I finally walked away from it and told him I couldn't do it anymore. He kept it up for about another year.
As a result, I do only those things daily that I absolutely must. It's also why I think I like teaching so much; no two days alike in my job!
So anyway, here's that list of things that I dislike merely because of the every-day-ness of them:
1. brushing my teeth
2. washing my face
3. making my child's lunch/meals
4. making dinner
5. checking my email (I try really hard not to on Sundays, but usually I do just so I don't have a hundred to deal with on Monday)
6. praying (I know, crazy, right? I should love doing this!)
7. reading scriptures (see parenthetical insert to #6)
8. cleaning my kitchen (to be fair, Rhett will occasionally do this and do a much better job than I do, but man, this chore is Sisyphean to me (impressed with that reference aren't ya'?!)

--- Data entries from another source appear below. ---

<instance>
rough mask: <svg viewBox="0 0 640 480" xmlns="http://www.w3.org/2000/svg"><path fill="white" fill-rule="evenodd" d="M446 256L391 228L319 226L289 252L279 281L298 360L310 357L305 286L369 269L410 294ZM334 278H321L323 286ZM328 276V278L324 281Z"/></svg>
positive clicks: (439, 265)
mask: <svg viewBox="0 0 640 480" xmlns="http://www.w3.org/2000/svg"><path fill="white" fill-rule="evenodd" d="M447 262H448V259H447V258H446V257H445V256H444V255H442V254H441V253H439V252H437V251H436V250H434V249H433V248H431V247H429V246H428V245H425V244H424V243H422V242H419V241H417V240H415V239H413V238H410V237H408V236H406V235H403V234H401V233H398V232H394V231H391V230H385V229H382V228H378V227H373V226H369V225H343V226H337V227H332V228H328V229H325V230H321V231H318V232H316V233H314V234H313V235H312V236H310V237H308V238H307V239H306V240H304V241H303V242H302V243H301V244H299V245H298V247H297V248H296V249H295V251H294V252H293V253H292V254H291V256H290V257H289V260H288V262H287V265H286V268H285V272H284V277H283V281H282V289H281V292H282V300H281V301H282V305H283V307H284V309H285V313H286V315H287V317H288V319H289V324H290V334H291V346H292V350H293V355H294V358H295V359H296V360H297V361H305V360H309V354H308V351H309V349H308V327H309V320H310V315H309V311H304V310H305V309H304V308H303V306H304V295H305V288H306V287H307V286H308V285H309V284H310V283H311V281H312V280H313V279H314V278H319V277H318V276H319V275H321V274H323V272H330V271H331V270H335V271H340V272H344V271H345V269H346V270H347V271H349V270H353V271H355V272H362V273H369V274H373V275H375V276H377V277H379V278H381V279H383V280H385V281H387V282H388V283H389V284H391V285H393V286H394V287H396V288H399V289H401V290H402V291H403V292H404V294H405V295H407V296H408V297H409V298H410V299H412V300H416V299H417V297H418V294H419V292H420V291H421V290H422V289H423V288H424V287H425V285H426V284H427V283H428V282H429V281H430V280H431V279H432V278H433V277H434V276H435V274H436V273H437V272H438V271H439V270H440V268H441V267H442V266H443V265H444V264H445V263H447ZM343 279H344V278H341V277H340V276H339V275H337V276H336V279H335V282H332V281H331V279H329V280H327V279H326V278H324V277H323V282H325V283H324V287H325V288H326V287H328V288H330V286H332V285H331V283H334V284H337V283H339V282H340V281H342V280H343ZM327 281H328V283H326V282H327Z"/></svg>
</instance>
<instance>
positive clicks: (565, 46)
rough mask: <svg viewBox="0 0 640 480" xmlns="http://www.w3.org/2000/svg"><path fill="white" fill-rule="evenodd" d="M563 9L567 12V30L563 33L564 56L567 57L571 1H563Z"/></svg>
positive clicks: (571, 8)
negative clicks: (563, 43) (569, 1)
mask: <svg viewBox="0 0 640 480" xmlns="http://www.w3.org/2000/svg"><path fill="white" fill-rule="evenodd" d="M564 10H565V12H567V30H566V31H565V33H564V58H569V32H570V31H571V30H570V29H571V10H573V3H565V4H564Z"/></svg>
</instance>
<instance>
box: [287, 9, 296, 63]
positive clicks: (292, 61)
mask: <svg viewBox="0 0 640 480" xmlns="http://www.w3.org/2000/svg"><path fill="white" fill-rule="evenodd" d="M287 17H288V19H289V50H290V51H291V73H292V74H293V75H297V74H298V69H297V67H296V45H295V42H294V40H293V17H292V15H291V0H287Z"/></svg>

I'm sure there's more, but I'm tired.
I'm feeling so overwhelmed with work and life and everything. My usuals arent' working: to-do lists, prioritizing, scheduling an occasional "no meeting" day to try to get through a bunch of my to-do items, daily exercise (even if it's just a 15 min walk), etc. My insomnia is becoming more frequent and it's getting harder to get out of bed, which for me are the tell-tale signs that the stress is overtaking me. I talked to a colleague today as we were walking out of work, and he brought up the issue of a breakdown. I told him I was about to have mine anyday and he shared that he had one last week. His doctor has him on a heart monitor now and anti-anxiety medication. Yikes. I think I'm going to schedule an appt. to see a therapist before I lose it.
Well, now, isn't that a happy end note?